Après cette rebuffade d'Israël, le dossier est désormais entre les mains d'Omar Suleiman, responsable des services de renseignement égyptiens. Il doit recevoir, mercredi au Caire, d'autres organisations de la bande de Gaza et devrait se rendre à Jérusalem pour présenter le résultat de ses tractations.

A défaut d'un accord formel, peut-on s'orienter vers un accord tacite de cessez-le-feu comme cela s'est produit par le passé ? Ce qui est sûr, c'est que le Hamas n'est pas disposé à faire cesser la contrebande d'armes. "Il faudrait aussi qu'Israël arrête aussi sa production", dit, sans rire, Khalil Abou Leila. En revanche, il garantit que plus aucune roquette ne partira de la bande de Gaza. "Il faut également, insiste-t-il, que le passage de Rafah soit ouvert." La question est de plus en plus vitale pour la population de Gaza, complètement emprisonnée depuis plus de dix mois. Les menaces d'agir par la force comme ce fut le cas le 23 janvier - lorsque des charges explosives ont détruit une partie du mur aujourd'hui reconstruite - sont claires, de la part des dirigeants islamistes. Ces derniers refusent qu'Israël ait un droit de regard sur Rafah comme c'était le cas avant. Ils ont proposé que les observateurs européens basés à Ashkelon le soient désormais à El Arich, en Egypte.
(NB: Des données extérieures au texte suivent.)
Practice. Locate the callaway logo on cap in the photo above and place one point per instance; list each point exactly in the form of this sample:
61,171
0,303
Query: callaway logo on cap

Pour montrer sa détermination, le Hamas a organisé, vendredi, une manifestation au point de passage d'Erez, au nord et une autre au sud, à Rafah. Le Caire a renforcé ses forces de sécurité à la frontière. "L'Egypte doit prendre ses responsabilités, faire preuve de solidarité avec le peuple palestinien. C'est une occasion à ne pas rater", note Ismaël Radwan, porte-parole du Hamas. Il estime que, du côté islamiste, tous les efforts ont été entrepris pour régler pacifiquement ce qu'il appelle "l'asservissement de Gaza". "Si l'ennemi sioniste choisit l'intervention massive, la résistance sera la seule option, avertit Khalil Abou Leila. Tout le monde est prêt à se battre et nous, nous n'avons pas peur de la mort. C'est pour cela que l'on emportera la victoire."